Key notes when welding spiral steel pipes

In the application of spiral steel pipes, welding and cutting are essential steps, but they come with unique challenges compared to typical carbon steel due to the characteristics of the spiral steel pipe itself. The following points highlight crucial considerations and potential issues encountered in welding spiral steel pipes.

High-Temperature Cracks
During welding, spiral steel pipes are susceptible to various high-temperature cracks, which can develop in the welded joint and heat-affected zone (HAZ). These cracks generally include:

Solidification Cracks: Occurring as the weld solidifies.

Microcracks: Small cracks often forming within the weld metal.

HAZ Cracks: Cracks within the heat-affected zone surrounding the weld.

Reheating Cracks: Cracks that develop during post-weld reheating.

Low-Temperature Cracks
Spiral steel pipes may also experience low-temperature cracking, primarily due to hydrogen diffusion, the rigidity of the welded joint, and the hardened structure within the weld zone. To mitigate low-temperature cracks:

Minimize hydrogen diffusion during welding.

Preheat the material and apply post-weld heat treatment as needed.

Reduce the degree of constraint at the welded joint.
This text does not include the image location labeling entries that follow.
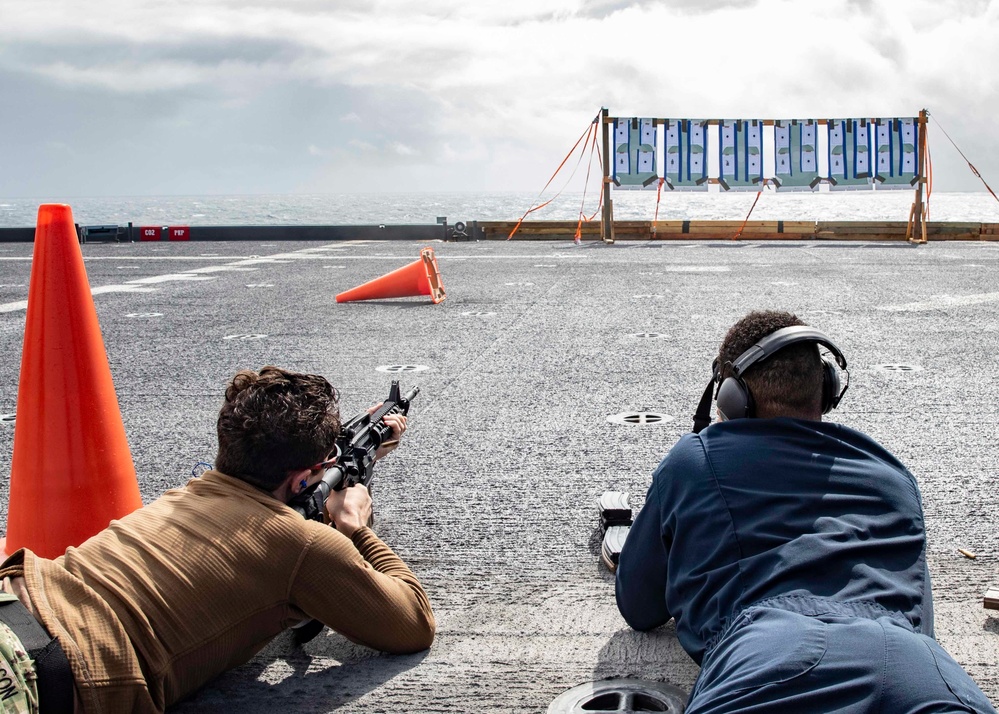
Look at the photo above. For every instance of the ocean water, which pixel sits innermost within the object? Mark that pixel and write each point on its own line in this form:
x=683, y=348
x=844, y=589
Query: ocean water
x=410, y=208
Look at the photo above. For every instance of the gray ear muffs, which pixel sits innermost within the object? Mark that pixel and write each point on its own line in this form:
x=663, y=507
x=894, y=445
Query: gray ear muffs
x=735, y=401
x=832, y=391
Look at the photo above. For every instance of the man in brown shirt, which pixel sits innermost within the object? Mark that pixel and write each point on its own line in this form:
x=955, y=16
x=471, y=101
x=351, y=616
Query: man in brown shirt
x=200, y=580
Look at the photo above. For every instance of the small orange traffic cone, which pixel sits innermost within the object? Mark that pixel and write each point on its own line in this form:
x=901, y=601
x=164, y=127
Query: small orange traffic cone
x=421, y=277
x=71, y=470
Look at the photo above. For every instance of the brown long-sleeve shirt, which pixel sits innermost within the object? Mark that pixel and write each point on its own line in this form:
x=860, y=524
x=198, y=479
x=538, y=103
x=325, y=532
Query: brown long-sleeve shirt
x=200, y=580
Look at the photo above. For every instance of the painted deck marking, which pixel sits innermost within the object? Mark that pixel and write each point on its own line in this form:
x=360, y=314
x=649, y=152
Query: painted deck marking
x=942, y=301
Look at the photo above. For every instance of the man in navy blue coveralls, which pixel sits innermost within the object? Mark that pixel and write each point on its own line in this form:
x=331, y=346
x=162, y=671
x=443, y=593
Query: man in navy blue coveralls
x=791, y=554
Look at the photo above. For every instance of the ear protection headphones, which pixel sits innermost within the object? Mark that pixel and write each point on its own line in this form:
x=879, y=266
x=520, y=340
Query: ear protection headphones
x=734, y=399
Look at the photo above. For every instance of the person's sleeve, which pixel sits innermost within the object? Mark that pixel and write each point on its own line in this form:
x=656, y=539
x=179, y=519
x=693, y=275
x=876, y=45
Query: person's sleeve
x=362, y=589
x=641, y=571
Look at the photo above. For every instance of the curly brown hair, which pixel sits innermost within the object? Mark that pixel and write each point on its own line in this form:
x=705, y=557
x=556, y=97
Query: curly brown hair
x=789, y=383
x=275, y=421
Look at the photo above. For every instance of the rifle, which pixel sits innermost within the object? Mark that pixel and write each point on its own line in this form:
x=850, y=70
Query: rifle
x=359, y=441
x=357, y=445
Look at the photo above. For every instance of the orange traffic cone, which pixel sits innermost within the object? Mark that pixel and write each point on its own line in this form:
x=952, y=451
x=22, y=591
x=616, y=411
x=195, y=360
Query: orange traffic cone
x=421, y=277
x=71, y=470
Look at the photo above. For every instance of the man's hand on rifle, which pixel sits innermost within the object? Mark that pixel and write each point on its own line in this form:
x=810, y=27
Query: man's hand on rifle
x=349, y=508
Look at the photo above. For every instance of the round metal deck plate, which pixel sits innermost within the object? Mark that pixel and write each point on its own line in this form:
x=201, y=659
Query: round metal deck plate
x=620, y=695
x=639, y=418
x=396, y=368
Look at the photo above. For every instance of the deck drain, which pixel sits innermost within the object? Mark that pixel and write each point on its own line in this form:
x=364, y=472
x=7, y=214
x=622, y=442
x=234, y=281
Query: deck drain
x=639, y=418
x=395, y=368
x=620, y=695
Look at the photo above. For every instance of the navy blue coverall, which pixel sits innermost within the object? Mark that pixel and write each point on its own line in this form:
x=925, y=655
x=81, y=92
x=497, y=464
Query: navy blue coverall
x=791, y=555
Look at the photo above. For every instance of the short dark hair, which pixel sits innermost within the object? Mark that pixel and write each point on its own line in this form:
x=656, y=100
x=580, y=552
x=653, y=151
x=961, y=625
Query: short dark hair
x=275, y=421
x=789, y=383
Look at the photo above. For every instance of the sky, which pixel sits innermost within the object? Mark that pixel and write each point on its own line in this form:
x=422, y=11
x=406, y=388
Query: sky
x=194, y=97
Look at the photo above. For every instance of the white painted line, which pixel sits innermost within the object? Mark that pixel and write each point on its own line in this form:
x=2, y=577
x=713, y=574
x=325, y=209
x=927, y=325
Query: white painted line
x=696, y=268
x=170, y=277
x=942, y=301
x=120, y=289
x=221, y=269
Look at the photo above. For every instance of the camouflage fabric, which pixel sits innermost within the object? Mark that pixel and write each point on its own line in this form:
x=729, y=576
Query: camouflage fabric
x=18, y=681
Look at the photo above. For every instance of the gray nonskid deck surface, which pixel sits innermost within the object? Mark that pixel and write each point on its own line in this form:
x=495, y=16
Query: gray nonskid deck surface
x=492, y=496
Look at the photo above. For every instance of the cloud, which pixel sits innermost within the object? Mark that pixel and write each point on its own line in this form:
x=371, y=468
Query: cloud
x=478, y=94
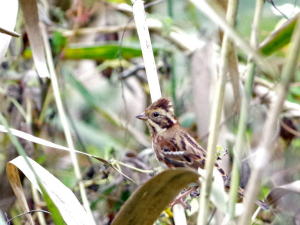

Toughness of Welded Joints
Welded joints in spiral steel pipes are typically designed to include about 5-10% ferrite to reduce susceptibility to high-temperature cracking. However, the presence of ferrite can reduce low-temperature toughness, as an increase in ferrite decreases the toughness of the welded area.

Austenite and Ferrite Balance
When welding spiral steel pipes, the reduction of austenite in the joint area can negatively impact toughness. As ferrite levels increase, toughness decreases significantly, especially in high-purity ferritic stainless steels where trace elements like carbon, nitrogen, and oxygen contribute to a decrease in toughness.

Oxide Inclusions
An increase in oxygen content during welding can lead to oxide-type inclusions in the weld metal. These inclusions serve as crack initiation sites or paths for crack propagation, further reducing joint toughness. Additionally, nitrogen from the protective gas may mix into the weld, leading to lath-like Cr2N formations along certain cleavage planes, hardening the material and decreasing toughness.

Sigma (σ) Phase Embrittlement
Austenitic, ferritic, and duplex stainless steels are susceptible to σ phase embrittlement due to the precipitation of a small percentage of α-phase in the material. This phase usually precipitates at temperatures between 600-900°C, especially near 750°C, and significantly reduces toughness. To prevent σ phase embrittlement, it is advised to minimize ferrite content in austenitic stainless steels.

475°C Embrittlement
When spiral steel pipes made of Fe-Cr alloy are held at 475°C (or within a range of 370-540°C) for an extended period, embrittlement occurs. This results from the decomposition of the Fe-Cr alloy into low-chromium α and high-chromium α’ phases. Once the chromium concentration in the α’ phase exceeds 75%, deformation type shifts from slip to twin deformation, leading to embrittlement at this temperature.

By taking these factors into account, welding processes for spiral steel pipes can be optimized to reduce the likelihood of cracking and embrittlement while maintaining structural integrity and toughness in the welded joints.